Governor Tom Corbett and top Republican leaders met yesterday to try to save the enabling legislation that would allow Philadelphia to raise the cigarette tax to fund schools, and they came up short on a solution. Corbett is holding out the possibility of a cash advance so the schools can open on time, but local school district officials are loathe to open the schools when a funding source has not yet been secured.

The sale of that short, boxy Destination Maternity headquarters on Spring Garden and N. 5th, catty-corner from Silk City Diner is expected to be completed by September. Will we see another warehouse tenant move in, or will a new walkable mixed-use building replace it?

Gizmodo’s Alissa Walker looks at some of the largest skyscrapers planned in cities around the country, and points out that Comcast’s new tower will be the tallest building in the country outside of New York City or Chicago

James Jennings reports that the Pier 53 park could open as soon as August 15, though that date is still unconfirmed.

The latest data from Brookings confirm the trend of poverty shifting from central cities to suburbs, with the surprising finding that “suburbs now have nearly as many poor residents in high-poverty neighborhoods as cities.”

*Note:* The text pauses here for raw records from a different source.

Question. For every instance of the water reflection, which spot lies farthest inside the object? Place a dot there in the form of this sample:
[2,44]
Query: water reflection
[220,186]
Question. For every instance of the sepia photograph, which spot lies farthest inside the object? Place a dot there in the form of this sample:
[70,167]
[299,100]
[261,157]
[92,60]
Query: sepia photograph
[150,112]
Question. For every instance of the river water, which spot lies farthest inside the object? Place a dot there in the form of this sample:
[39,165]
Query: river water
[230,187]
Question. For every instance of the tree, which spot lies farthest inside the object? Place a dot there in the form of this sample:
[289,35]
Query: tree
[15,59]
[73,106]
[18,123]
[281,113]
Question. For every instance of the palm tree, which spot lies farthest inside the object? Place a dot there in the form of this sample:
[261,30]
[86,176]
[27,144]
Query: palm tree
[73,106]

And GroJLart looks at the strange history of the Wayfarer’s Lodge (now an apartment building) and uncovers a fun trivia fact: “Marsh determined that a homeless man in Philadelphia in 1902 made an average of $1.15 a day begging in the street (Marsh himself dressed as a vagrant and tried it for a day) and that each one only needed 5 cents for a night’s stay at a flophouse, making the Wayfarer’s Lodge not worth the effort of the labor test.”